Their bodies, ourselves

body worlds 16 01We've looked at a few mainstream media articles covering the Body Worlds exhibit that has been traveling around the country. In March of last year, Eric Gorski had a great feature in The Denver Post. In January of this year, Jeffrey Weiss ran an insightful Q&A with the exhibit's creator in The Dallas Morning News . And a reader sent along another good article in The Oregonian.

The controversial art exhibit features dead human beings preserved in plastic, flayed open to reveal their inner mechanisms and posed in various positions.

Religion reporter Nancy Haught interviews museum-goers and local ethicists and finds out that some people have deep problems with the exhibit, including sisters Rose Jade and Kyenne Williams:

[Jade's} had some experience with human dissection, she says, and was taught to treat human remains with respect. While she enjoyed eavesdropping on some of the children's comments ("I'm not sure I want this to happen to me after I'm dead," one little girl told her dad. "Well, it's your choice," he replied), the rooms were a little noisy. Some small children didn't seem all that interested. There was nervous laughter from teenagers and some irreverent chitchat. It all seemed a bit disrespectful.

"But I did learn some things," Jade says. So did Williams. She marvels about how small a spleen is, how fragile a body might be, how easy it would be to damage it. "It was educational, but there was something that was not quite right," Williams says.

The two sisters' responses embody the ethical debate that has surrounded Dr. Gunther von Hagens' "Body Worlds" since its premiere in Japan in 1995. Billed as an educational breakthrough, the exhibit has its share of critics. Their ethical objections include the packaging and sale of human bodies, educational claims they see as dubious, a lack of reverence for the dead and a morbid fascination with cadavers.

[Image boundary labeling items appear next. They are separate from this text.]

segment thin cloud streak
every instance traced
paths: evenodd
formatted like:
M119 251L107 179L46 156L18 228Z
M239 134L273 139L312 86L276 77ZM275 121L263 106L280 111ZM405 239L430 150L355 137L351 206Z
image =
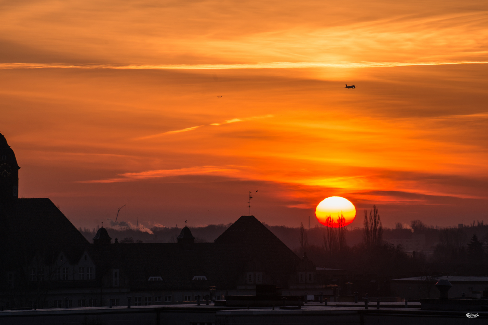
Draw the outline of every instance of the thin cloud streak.
M250 121L253 119L256 119L258 118L266 118L267 117L272 117L273 115L268 114L267 115L264 115L262 116L252 116L251 117L243 117L241 118L232 118L232 119L227 120L224 121L224 123L229 124L231 123L235 123L236 122L245 122L246 121ZM219 125L222 125L222 123L212 123L209 125L214 125L215 126L218 126ZM186 132L187 131L192 131L194 130L196 130L197 129L201 127L202 126L204 126L203 125L198 125L197 126L192 126L190 128L186 128L186 129L183 129L182 130L176 130L174 131L167 131L166 132L163 132L163 133L158 133L158 134L153 134L152 135L147 135L146 136L142 136L141 137L137 138L136 140L144 140L145 139L150 139L152 138L157 137L158 136L161 136L162 135L165 135L166 134L172 134L175 133L180 133L181 132Z
M382 68L422 65L448 64L483 64L488 61L461 61L458 62L272 62L254 64L140 64L118 65L70 63L0 63L1 69L102 69L114 70L231 70L244 69L310 69L337 68Z
M158 133L157 134L153 134L152 135L147 135L147 136L142 136L140 138L137 138L136 140L143 140L144 139L150 139L151 138L155 138L157 136L161 136L162 135L164 135L165 134L172 134L175 133L180 133L181 132L187 132L188 131L192 131L194 130L196 130L197 129L200 128L200 127L203 126L203 125L197 125L197 126L192 126L190 128L186 128L186 129L183 129L182 130L175 130L174 131L167 131L166 132L163 132L163 133Z
M124 172L119 174L120 177L89 181L79 181L76 183L120 183L121 182L132 182L142 179L162 178L172 176L182 176L183 175L229 175L229 174L235 174L239 172L239 171L237 169L227 168L225 167L203 166L180 169L160 169L139 172Z

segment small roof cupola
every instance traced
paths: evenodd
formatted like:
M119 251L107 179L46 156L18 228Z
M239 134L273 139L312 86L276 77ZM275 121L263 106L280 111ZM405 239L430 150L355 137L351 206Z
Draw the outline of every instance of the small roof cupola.
M19 170L15 154L0 133L0 200L19 198Z
M112 238L108 235L107 229L103 228L102 225L102 228L97 231L97 234L93 237L93 244L95 245L106 245L110 243Z
M195 237L191 234L190 229L186 227L186 221L185 220L185 227L182 229L180 235L176 237L178 243L183 244L193 244L195 243Z

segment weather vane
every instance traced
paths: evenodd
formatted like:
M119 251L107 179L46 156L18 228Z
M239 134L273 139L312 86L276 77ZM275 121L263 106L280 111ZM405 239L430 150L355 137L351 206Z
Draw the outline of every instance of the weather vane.
M258 192L258 190L256 190L255 191L254 191L254 192L252 192L252 191L249 191L249 202L247 202L247 203L249 203L249 215L251 215L251 199L252 198L252 193L257 193L257 192Z

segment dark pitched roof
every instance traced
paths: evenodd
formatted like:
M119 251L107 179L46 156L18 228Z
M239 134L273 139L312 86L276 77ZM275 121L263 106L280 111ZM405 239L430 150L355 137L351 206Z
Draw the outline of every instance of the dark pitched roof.
M199 243L186 250L173 243L112 244L111 260L107 266L119 268L133 291L208 291L209 286L222 283L215 264L214 246L213 243ZM193 280L196 276L205 276L207 280ZM151 276L161 277L163 281L148 281Z
M254 216L244 215L215 241L226 272L242 276L245 271L274 275L276 284L286 286L301 260ZM240 280L237 277L235 283Z
M89 244L47 198L16 199L1 205L0 223L3 258L11 261L36 254L49 259L63 251L74 263Z
M193 238L189 229L182 233L180 239ZM265 282L272 284L266 280L269 276L272 284L284 286L301 262L252 216L241 217L215 243L114 244L100 251L103 269L120 269L132 290L232 288L244 284L246 271L263 272ZM196 276L207 280L193 280ZM150 276L163 281L149 281Z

Haught interviews people of varying religious beliefs about their view of the plastinates, as they are known. One of the exhibitors' arguments is that there are no ethical qualms since people volunteer to have their bodies dissected and displayed:

"People volunteer for all kinds of things," says the Rev. Marilyn Sewell of the First Unitarian Church in downtown Portland. "People volunteer to be prostitutes. People volunteer for genital mutilation, to kill themselves. That doesn't mean society should cooperate with their wishes."

Others compare and contrast the current prohibition on selling organs for transplants with selling tickets to see human remains. Margaret Hogan, who teaches bioethics at the Roman Catholic University of Portland, says that knowledge can be obtained in a more appropriate manner:

Culturally, she says, Americans have been desensitized to death and may be drawn to "Body Worlds" as a sort of entertainment. "But it is a parody on entertainment and on science," she says, "a terrible marriage of both."

The Rev. David L. Wheeler, a Baptist pastor and a former professor of ethics, argues that "Body Worlds" reduces the whole human being to only a physical body:

To display human remains, even with legal permission, is itself an invasion of privacy, he says. "If we were to lay out someone's psychiatric profile publicly, most of us would feel ashamed to look at it." Probing the deepest parts of a person's body is not that different from probing their minds or their souls, he adds. "My discomfort is rooted in the belief that the human being, in his or her entirety, is sacred."

Von Hagens responds that the exhibit is deeply spiritual. The absence of the soul, he says, underlines the soul. And Benjamin Rifkin, who has written about how the human body has been portrayed over time, offers some perspectives:

Rifkin sees a key difference between the Renaissance illustrations, with their spiritual themes, and today's anatomy shows, which come "from a more recent and less pleasant Romantic tradition." He traces the body shows back to the same impulse that spawned the book "Frankenstein": the idea of the horror of dead bodies and cadavers. Since the 1800s, he says, cadavers have been "a sick sideline. To simply look at a cadaver is thrill-seeking . . . a kind of spectacle."

What fascinates me about this exhibit is how it demonstrates a religious sea change among the masses. There was a time when Christians insisted on burial as a testament to the resurrection of the body, which they confessed. It was the belief that death was a temporary separation of body and soul that made cemeteries such sacred places and dead bodies so respected.

And now we have the widespread popularity of exhibits like these, and cremation, and just the general separation of the notions of body, mind and soul. I'd love for some enterprising reporter to tackle what all this means and how the theology of the body has changed in most Christian denominations and in the culture at large. Which is not to take away from some excellent journalism already out there on these topics. Instead I keep seeing a bunch of jokey stories about the funeral business or wacky cremation schemes.